Re: [Htmlparser-user] StringBean: Removing unwanted links
Brought to you by:
derrickoswald
From: Derrick O. <Der...@Ro...> - 2006-05-08 00:03:48
|
Riaz, You will probably need to use a filter to pick out the content you want. Run the FilterBuilder tool (bin/filterbuilder) and create a filter that gets the content you want. It has a little help and a tutorial to get you going. Then use the filter code generated by the tool and pass it to a FilterBean, which has a convenience method, called getText() I think, that will apply a StringBean to the results of the filter.
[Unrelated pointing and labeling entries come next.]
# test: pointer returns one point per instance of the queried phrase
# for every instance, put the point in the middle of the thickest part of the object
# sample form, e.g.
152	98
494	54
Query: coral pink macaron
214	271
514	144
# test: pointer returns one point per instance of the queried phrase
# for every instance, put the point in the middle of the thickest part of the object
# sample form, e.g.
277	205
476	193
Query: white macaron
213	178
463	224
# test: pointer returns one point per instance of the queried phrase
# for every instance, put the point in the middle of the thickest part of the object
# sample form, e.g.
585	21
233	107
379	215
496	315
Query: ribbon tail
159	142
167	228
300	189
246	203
Derrick Riaz uddin wrote: > Hi, > > I have this code snippet from htmlparser.sourcefourge.net for StringBean: > >StringBean sb = new StringBean (); > sb.setLinks (false); > sb.setReplaceNonBreakingSpaces (true); > sb.setCollapse (true); > sb.setURL ("http://news.yahoo.com/s/ap/20060507/ap_on_re_mi_ea/iraq;_ylt=AoeY5mkiWMfGQ8KbE6W5xxas0NUE;_ylu=X3oDMTA2Z2szazkxBHNlYwN0bQ--"); // the HTTP is performed here > String s = sb.getStrings (); > > How can I get rid of other text and get only the news content from > this URL? > The unwanted text(links) are like: 'Home', 'U.S.', etc appearing in > the output. > > |